By: Julia Developers

Re-posted from: http://feedproxy.google.com/~r/JuliaLang/~3/VtZnNbOxvJc/datastreams

Data processing got ya down? Good news! The DataStreams.jl package, er, framework, has arrived!

The DataStreams processing framework provides a consistent interface for working with data, from source to sink and eventually every step in-between. It’s really about putting forth an interface (specific types and methods) to go about ingesting and transferring data sources that hopefully makes for a consistent experience for users, no matter what kind of data they’re working with.

How does it work?

DataStreams is all about creating “sources” (Julia types that represent true data sources; e.g. csv files, database backends, etc.), “sinks” or data destinations, and defining the appropriate Data.stream!(source, sink) methods to actually transfer data from source to sink. Let’s look at a quick example.

Say I have a table of data in a CSV file on my local machine and need to do a little cleaning and aggregation on the data before building a model with the GLM.jl package. Let’s see some code in action:

using CSV, SQLite, DataStreams, DataFrames

# let's create a Julia type that understands our data file
csv_source = CSV.Source("datafile.csv")

# let's also create an SQLite destination for our data
# according to its structure
db = SQLite.DB() # create an in-memory SQLite database

# creates an SQLite table
sqlite_sink = SQLite.Sink(Data.schema(csv_source), db, "mydata")

# parse the CSV data directly into our SQLite table
Data.stream!(csv_source, sqlite_sink)

# now I can do some data cleansing/aggregation
# ...various SQL statements on the "mydata" SQLite table...

# now I'm ready to get my data out and ready for model fitting
sqlite_source = SQLite.Source(sqlite_sink)

# stream our data into a Julia structure (Data.Table)
dt = Data.stream!(sqlite_source, Data.Table)

# convert to DataFrame (non-copying)
df = DataFrame(dt)

# do model-fitting
OLS = glm(Y~X,df,Normal(),IdentityLink())

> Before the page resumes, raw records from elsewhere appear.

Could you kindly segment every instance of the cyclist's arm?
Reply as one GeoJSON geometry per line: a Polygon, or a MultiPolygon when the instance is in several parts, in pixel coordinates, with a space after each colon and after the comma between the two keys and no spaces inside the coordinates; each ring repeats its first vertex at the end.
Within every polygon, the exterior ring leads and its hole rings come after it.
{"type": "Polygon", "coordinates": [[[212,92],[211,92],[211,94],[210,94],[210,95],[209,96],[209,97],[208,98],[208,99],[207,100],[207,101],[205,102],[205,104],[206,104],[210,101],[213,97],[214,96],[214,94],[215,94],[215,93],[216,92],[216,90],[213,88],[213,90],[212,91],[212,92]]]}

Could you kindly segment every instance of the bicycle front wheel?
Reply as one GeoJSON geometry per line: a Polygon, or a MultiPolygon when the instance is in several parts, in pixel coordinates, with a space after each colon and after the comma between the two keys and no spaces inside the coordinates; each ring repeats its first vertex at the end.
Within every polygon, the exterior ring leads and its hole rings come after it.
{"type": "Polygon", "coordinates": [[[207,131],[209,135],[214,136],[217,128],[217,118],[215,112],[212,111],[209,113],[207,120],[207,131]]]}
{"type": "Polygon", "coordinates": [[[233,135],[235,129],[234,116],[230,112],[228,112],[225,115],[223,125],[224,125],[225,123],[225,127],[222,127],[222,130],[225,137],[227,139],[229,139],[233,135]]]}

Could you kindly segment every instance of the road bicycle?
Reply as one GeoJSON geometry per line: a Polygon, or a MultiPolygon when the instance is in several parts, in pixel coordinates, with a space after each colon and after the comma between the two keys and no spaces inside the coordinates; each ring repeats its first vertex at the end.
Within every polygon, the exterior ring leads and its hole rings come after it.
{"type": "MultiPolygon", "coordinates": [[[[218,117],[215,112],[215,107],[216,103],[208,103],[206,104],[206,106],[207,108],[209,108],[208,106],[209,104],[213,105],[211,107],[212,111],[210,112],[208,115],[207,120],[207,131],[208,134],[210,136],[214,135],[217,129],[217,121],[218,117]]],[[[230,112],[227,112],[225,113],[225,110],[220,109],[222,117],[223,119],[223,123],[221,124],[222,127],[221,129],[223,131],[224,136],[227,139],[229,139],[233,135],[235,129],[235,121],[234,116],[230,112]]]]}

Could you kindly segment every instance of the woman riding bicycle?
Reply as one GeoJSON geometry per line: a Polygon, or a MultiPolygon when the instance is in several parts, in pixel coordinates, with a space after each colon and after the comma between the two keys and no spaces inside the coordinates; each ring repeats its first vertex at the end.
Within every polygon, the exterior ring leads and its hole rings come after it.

Here we see it’s quite simple to create a Source type by wrapping a true datasource (our CSV file), a destination for that data (an SQLite table), and to transfer the data. We can then turn our SQLite.Sink into an SQLite.Source for getting the data back out again.

So What Have You Really Been Working On?

Well, a lot actually. Even though the DataStreams framework is currently simple and minimalistic, it took a lot of back and forth on the design, including several discussions at this year’s JuliaCon at MIT. Even with a tidy little framework, however, the bulk of the work still lies in actually implementing the interface in various packages. The two that are ready for release today are CSV.jl and SQLite.jl. They are currently available for julia 0.4+ only.

Quick rundown of each package:

  • CSV: provides types and methods for working with CSV and other delimited files. Aims to be (and currently is) the fastest and most flexible CSV reader in Julia.
  • SQLite: an interface to the popular SQLite local-machine database. Provides methods for creating/managing database files, along with executing SQL statements and viewing the results of such.
So What’s Next?
  • ODBC.jl: the next package to get the DataStreams makeover is ODBC. I’ve already started work on this and hopefully should be ready soon.
  • Other packages: I’m always on the hunt for new ways to spread the framework; if you’d be interested in implementing DataStreams for your own package or want to collaborate, just ping me and I’m happy to discuss!
  • transforms: an important part of data processing tasks is not just connecting to and moving the data to somewhere else: often you need to clean/transform/aggregate the data in some way in-between. Right now, that’s up to users, but I have some ideas around creating DataStreams-friendly ways to easily incorporate transform steps as data is streamed from one place to another.
  • DataStreams for chaining pipelines + transforms: I’m also excited about the idea of creating entire DataStreams, which would define entire data processing tasks end-to-end. Setting up a pipeline that could consistently move and process data gets even more powerful as we start looking into automatic-parallelism and extensibility.
  • DataStream scheduling/management: I’m also interested in developing capabilities around scheduling and managing DataStreams.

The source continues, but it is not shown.